Sophie Kressler ’22 received a Fall Break 2021 Research Grant from the Nanovic Institute for European Studies to conduct research in Italy for her senior thesis on Italian Futurist art and architecture. As part of her art history major, Sophie’s project examines this highly experimental early twentieth-century movement, one that emerged during a period convulsed by dramatic technological developments, social upheaval, and global war.
Over fall break of the 2021-22 academic year, I traveled to Italy on a Nanovic grant to conduct research as part of my senior thesis project in art history. My thesis focuses on Antonio Sant’Elia (1888-1916) and Italian Futurist architecture in the period of the First World War. I argue that this rather unexamined movement, which celebrated the pace and urgency of the new modern city, played an important role in helping to catalyze the historical avant-garde, the series of artistic movements that defined the early twentieth century.
Within Italy, I traveled to Milan, which functioned as the headquarters of the movement during its earlier phase, and then about 30 miles north to Sant’Elia’s birthplace of Como.

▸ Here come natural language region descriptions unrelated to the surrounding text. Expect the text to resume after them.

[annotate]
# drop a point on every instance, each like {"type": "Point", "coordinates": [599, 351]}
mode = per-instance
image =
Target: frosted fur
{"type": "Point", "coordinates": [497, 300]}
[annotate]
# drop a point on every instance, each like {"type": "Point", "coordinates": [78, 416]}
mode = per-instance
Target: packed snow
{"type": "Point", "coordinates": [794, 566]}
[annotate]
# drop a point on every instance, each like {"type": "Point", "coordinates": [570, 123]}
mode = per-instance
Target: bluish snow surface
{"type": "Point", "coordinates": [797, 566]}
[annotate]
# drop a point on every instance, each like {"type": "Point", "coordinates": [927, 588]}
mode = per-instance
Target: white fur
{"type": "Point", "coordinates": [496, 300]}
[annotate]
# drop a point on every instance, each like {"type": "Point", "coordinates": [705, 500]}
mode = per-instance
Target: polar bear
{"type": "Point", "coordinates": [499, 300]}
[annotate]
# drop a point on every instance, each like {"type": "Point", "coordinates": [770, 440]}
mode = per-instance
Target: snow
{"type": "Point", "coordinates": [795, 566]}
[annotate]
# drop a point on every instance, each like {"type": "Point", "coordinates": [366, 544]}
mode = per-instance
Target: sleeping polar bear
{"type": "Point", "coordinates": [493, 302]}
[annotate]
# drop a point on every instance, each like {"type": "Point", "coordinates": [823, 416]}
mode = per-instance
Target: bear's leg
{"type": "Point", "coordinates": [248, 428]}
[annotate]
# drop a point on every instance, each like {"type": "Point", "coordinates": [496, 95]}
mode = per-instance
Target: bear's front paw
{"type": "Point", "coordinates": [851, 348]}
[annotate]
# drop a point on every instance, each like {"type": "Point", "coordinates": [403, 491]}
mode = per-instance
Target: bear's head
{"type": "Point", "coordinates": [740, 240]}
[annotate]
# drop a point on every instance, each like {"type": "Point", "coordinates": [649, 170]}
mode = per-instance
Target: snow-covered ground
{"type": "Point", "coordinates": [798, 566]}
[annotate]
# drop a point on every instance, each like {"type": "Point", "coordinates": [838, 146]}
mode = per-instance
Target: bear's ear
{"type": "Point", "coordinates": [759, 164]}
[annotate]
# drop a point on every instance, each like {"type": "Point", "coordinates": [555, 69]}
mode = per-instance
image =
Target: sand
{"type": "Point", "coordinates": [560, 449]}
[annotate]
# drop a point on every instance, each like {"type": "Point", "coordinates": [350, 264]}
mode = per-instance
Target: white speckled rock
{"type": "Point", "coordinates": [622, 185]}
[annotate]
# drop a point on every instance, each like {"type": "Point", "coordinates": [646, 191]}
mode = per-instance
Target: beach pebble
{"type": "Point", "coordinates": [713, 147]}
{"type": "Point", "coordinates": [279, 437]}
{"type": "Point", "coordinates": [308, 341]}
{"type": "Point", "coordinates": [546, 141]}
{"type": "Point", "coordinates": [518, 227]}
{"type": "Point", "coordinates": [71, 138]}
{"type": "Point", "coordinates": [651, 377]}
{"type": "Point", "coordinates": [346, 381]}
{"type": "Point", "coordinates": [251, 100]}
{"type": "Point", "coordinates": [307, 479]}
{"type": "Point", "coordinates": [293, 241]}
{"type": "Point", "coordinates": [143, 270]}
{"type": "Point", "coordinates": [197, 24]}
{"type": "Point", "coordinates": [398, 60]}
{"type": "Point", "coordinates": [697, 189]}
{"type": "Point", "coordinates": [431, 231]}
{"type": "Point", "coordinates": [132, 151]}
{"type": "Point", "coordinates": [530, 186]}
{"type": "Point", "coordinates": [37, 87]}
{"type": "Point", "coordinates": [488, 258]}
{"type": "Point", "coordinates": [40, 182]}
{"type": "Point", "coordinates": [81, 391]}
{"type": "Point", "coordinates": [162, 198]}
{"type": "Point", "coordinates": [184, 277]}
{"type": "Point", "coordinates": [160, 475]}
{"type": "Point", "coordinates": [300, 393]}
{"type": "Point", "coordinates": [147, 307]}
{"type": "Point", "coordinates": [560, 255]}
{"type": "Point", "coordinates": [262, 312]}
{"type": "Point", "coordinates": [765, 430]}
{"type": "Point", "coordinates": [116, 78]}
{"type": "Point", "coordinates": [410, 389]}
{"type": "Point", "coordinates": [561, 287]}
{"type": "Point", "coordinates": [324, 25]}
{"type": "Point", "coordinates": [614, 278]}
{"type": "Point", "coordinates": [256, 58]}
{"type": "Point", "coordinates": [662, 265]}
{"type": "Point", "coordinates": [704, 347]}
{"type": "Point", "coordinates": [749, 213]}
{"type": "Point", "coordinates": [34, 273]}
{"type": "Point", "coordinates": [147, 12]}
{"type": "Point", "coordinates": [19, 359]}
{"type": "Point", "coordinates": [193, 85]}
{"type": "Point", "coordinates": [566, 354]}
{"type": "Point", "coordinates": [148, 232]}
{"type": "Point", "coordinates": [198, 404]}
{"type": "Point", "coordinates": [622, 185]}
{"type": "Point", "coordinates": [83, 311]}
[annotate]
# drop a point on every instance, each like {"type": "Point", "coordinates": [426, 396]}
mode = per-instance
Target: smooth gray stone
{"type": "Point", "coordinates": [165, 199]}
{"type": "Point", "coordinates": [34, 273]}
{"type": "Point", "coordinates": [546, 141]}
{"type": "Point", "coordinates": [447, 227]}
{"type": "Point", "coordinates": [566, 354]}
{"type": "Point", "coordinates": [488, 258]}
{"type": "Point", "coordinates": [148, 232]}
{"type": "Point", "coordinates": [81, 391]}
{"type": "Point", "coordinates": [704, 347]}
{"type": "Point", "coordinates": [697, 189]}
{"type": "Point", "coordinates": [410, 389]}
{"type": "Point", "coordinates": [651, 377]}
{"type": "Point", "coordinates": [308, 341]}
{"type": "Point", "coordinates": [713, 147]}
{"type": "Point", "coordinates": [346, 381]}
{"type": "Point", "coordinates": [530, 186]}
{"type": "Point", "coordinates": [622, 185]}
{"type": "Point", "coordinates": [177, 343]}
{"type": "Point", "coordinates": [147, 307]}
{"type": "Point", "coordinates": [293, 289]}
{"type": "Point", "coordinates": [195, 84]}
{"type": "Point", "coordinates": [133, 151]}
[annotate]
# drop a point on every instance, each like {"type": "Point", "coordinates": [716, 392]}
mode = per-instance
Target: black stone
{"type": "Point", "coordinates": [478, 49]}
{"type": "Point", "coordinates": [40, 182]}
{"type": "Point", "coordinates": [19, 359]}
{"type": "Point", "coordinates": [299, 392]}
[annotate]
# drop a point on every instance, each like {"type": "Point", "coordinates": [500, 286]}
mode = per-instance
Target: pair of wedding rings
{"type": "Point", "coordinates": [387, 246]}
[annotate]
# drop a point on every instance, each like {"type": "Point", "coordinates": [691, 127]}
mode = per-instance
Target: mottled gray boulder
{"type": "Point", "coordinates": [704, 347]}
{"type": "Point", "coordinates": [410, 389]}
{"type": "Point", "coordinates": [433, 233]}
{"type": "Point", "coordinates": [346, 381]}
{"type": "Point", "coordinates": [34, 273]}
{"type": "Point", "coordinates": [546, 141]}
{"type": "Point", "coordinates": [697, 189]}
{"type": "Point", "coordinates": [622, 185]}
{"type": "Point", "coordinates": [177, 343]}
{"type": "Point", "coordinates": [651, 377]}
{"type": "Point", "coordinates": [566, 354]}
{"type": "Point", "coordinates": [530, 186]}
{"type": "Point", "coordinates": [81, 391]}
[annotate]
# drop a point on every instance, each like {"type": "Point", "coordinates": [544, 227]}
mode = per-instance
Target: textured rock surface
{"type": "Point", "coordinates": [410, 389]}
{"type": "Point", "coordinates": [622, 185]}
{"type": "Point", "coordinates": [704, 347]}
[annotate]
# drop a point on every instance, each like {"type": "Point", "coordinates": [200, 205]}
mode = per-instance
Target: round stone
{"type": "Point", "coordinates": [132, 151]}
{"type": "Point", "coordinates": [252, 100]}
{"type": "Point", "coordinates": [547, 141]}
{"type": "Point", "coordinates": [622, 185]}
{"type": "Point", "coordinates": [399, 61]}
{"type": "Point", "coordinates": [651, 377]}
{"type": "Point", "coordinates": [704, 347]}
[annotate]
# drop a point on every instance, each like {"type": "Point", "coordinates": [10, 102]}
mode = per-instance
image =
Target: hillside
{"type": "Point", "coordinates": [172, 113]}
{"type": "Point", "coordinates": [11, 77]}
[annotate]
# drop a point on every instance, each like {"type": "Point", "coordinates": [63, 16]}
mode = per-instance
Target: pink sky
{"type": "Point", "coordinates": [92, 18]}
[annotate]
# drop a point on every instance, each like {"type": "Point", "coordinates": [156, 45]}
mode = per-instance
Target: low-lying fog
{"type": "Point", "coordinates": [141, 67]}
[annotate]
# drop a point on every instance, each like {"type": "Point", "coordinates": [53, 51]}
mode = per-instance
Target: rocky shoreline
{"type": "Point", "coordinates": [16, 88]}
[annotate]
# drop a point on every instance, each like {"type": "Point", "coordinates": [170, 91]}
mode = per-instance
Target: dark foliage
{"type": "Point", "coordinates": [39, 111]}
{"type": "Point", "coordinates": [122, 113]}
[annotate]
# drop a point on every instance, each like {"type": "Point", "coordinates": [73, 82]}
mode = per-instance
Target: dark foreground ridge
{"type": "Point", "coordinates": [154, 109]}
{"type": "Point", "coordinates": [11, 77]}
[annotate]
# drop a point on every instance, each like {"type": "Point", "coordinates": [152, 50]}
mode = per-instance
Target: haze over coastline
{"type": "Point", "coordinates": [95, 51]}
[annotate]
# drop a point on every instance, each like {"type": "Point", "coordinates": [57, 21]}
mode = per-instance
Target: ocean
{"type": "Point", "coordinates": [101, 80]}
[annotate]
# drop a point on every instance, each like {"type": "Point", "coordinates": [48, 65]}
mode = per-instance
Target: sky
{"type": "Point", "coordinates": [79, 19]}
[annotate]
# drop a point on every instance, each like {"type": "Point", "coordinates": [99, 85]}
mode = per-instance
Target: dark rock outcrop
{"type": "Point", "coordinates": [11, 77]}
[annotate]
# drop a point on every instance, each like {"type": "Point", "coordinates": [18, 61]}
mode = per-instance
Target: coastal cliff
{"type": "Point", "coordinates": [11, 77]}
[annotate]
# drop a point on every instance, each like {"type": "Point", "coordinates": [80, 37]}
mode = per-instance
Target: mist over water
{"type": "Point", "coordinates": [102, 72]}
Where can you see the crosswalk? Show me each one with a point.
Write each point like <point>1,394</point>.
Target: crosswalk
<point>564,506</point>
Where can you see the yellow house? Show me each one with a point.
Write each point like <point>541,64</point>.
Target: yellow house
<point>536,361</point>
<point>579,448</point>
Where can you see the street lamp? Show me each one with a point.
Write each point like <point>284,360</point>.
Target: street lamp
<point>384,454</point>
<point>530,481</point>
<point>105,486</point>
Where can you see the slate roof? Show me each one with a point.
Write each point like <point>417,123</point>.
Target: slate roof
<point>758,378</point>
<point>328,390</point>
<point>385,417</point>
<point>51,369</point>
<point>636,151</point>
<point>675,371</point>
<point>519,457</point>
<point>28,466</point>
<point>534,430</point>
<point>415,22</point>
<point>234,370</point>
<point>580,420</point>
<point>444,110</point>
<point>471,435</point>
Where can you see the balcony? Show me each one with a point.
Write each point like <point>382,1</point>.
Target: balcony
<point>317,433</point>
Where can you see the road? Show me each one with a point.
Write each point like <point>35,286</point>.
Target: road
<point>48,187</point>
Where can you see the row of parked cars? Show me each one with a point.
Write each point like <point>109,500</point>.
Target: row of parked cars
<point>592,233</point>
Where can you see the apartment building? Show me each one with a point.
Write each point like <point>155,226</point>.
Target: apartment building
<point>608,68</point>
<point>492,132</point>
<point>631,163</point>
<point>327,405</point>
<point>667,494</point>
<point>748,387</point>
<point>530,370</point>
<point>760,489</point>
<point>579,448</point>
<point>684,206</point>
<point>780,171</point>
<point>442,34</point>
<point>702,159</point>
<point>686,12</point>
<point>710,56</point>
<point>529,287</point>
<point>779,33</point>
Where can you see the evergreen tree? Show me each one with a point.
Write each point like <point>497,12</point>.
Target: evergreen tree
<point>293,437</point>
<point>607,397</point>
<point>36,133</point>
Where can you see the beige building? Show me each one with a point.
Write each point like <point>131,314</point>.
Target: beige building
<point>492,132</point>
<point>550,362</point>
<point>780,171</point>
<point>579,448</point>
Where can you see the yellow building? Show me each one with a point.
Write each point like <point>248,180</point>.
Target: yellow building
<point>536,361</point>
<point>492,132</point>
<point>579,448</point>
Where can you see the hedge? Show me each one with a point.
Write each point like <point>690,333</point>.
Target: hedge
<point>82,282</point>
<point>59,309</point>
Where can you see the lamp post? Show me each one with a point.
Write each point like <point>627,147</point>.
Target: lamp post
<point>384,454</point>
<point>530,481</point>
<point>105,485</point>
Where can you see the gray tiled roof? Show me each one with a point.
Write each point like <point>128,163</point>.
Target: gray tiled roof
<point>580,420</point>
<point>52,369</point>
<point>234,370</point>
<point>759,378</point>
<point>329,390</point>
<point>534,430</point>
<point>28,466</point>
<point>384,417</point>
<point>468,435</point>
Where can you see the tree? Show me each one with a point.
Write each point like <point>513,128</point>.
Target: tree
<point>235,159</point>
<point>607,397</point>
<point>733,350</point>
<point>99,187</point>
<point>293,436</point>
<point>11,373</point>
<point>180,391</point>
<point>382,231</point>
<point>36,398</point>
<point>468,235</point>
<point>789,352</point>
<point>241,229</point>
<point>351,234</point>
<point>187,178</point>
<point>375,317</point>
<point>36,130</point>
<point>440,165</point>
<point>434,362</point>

The goal of this research trip was to gather a better understanding of the movement as a whole, to take in the built environment of where Sant’Elia and the other artists lived and worked, and to view as many of his drawings as possible, which are not available online and can only be seen in person.
During my week abroad, I visited Milan’s Museo del Novecento, Villa Necchi Campiglio, Galleria d’Arte Moderna, the Duomo and Duomo museum, and Pinacoteca Brera, as well as the Duomo and Pinacoteca Civica in Como. The Museo del Novecento, Galleria d’Arte Moderna, and Pinacoteca Brera all provided me with more examples of Futurist painting, sculpture, fashion, and literature. The Museo del Novecento, in particular, had an entire floor dedicated to the movement and featured several of their manifestos, or expressions of their founding doctrine. Futurism was the first of the avant-garde movements to use the manifesto in this way, and this practice became the norm for artistic and creative movements throughout the twentieth century. Manifestos came in the form of written documents that laid out the rules or guidelines of a specific practice for that movement. In the case of Futurism, examples include Sant’Elia’s Manifesto of Futurist Architecture (1914) or Umberto Boccioni’s Futurist Painting: Technical Manifesto (1910).
Many of Sant’Elia’s architectural plans never came to fruition, in part because he tragically died fighting for Italy during World War I. But, we can still visit great examples of modernist architecture that were realized and were influenced by Sant’Elia’s style. These include Villa Necchi in Milan, which I was able to enter and where I gained a better understanding of the way Italians built and lived at that time.
The Pinacoteca Civica in Como was by far the most useful resource of my research trip. With two large rooms dedicated solely to Sant’Elia’s life and practice, I was able to see all of his drawings and projects while also deepening my knowledge of him as a person. His design for the new Milan terminal was particularly fascinating. It included an underground train station and a runway for airplanes at the ground level, with funicular trains (a type of cable-operated system) connecting the two. Passenger air travel had only just begun, but Sant’Elia was already able to see that it was the way of the future.
If I could offer any advice to students considering a research trip abroad, it would be to take the time to explore where you are and immerse yourself in the culture as much as possible. Some of the more memorable and fascinating discoveries of my visit happened as I was exploring during my down time. In Como, I came across an interesting monument to Italian soldiers who, like Sant’Elia himself, had fallen in World War I. I later discovered that the monument was inspired by his vision for the new modern city and adapted from some of his drawings before the war. If I had not taken that time to do some exploration outside of my research, I would have missed this opportunity to see a rare, and poignant, realization of Sant’Elia’s avant-garde vision.